Kouyou sorriu e os dois se levantaram, saindo da casa do pintor. Era mais ou menos quatro e meia da tarde já, e os dois chegaram à cabana de Kouyou pouco depois das cinco. O arquiteto levou as compras para dentro de sua nova, mas temporária moradia, e Yuu o ajudou a guardar nos lugares certos.

- Aqui é bem aconchegante. – Disse o pintor sentando-se numa das quatro cadeiras do conjunto da mesa redonda que havia na cozinha.

- É um bom lugar mesmo, sabe? E por sorte da mesma forma que estava descrito no catálogo.

- É isso é realmente importante. – Yuu riu do próprio comentário.

- Hei Yuu, como vai ficar o quadro do meu chefe? Você chegou a falar com ele?

- Eu falei com ele quando saí da padaria de manhã, e ele disse que assim que passasse das quatro horas ele poderia ligar a qualquer momento. Mas, eu já tinha passado algumas informações pra ele.

Kouyou soltou um ‘’hum’’ e ouviu um toque que notou ser do celular de Yuu. O pintor levantou-se e foi até a sala para atender. Era o chefe do arquiteto.

Kouyou escutou pouco mais do que as respostas de Yuu, e ouviu claramente o pintor dizer números e outras informações que deveriam ser sobre sua conta bancária. Alguns minutos depois escutou Yuu voltar para a cozinha.

- Cara, seu chefe é um porre.

Kouyou deu uma risada alta, sendo acompanhado do pintor.

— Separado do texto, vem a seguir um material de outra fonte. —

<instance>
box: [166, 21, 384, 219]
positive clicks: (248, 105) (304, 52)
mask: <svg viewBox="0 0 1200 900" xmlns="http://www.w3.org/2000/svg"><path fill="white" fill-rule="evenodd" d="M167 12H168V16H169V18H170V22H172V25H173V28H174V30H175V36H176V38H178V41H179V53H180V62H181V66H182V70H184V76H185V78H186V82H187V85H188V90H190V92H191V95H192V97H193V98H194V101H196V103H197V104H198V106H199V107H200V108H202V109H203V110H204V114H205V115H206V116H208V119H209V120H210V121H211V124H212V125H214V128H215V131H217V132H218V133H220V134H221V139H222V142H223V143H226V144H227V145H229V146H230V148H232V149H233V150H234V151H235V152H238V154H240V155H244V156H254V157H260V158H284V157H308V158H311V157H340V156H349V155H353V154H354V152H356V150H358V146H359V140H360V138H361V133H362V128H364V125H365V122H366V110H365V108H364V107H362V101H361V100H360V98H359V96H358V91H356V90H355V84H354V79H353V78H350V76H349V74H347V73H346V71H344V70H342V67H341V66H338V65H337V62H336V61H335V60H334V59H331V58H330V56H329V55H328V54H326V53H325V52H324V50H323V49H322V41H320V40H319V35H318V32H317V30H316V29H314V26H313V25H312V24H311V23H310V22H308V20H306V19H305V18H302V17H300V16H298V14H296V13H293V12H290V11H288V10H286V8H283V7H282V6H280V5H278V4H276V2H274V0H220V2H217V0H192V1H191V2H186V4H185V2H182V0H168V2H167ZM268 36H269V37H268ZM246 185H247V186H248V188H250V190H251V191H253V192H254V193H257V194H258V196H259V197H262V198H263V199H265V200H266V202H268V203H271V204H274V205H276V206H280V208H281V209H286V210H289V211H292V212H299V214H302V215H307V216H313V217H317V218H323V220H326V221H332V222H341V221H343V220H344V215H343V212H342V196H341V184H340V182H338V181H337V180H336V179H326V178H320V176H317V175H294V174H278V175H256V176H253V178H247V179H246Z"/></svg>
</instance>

- Sim, ele é insuportável.

- Acredita que ele disse que vai, a cada dois dias, me ligar para saber como as coisas estão indo?

- Sim, acredito sim. E olha isso me fez lembrar do estúdio de arquitetura que você disse que tem aqui.

- Você pretende ficar? – O coração de Yuu disparou.

- Eu não decidi ainda, sabe? Preciso dar uma olhada tanto no lugar quanto em outras coisas. Mas, seria uma delícia morar aqui.

A mente de Yuu começou a processar aquela frase e o pintor desejou com toda a força que tinha para que Kouyou morasse ali. Apesar de ter o conhecido há apenas algumas horas, estava mais do que certo que ele estava apaixonado.

- Yuu, hei Yuu.

- Desculpe, estava com os pensamentos longe daqui.

- Notei. – Kouyou sorriu e o pintor fez o mesmo – Estava perguntando se o cheiro está bom.

- Sim, está, desculpe por isso.

- Não se importe. Mas, me diga em que estava pensando?

- Principalmente no quadro do seu chefe. – Mentiu – Apesar de ele ser um chato, aquela foto é tão bonita. De certa forma vai ser bom pintar algo daquele tipo.

- Por falar nisso, ele disse se vem buscar?

Yuu sobressaltou-se na cadeira.

- Não, ele disse que vai depositar o dinheiro na minha conta e não pode sair de Tóquio.

Kouyou sorriu sem deixar o pintor ver.

- Então vou ter que levar pra ele quando for embora.

‘’For embora... For embora... For embora...’’

Novamente aquilo reverberou na mente de Yuu.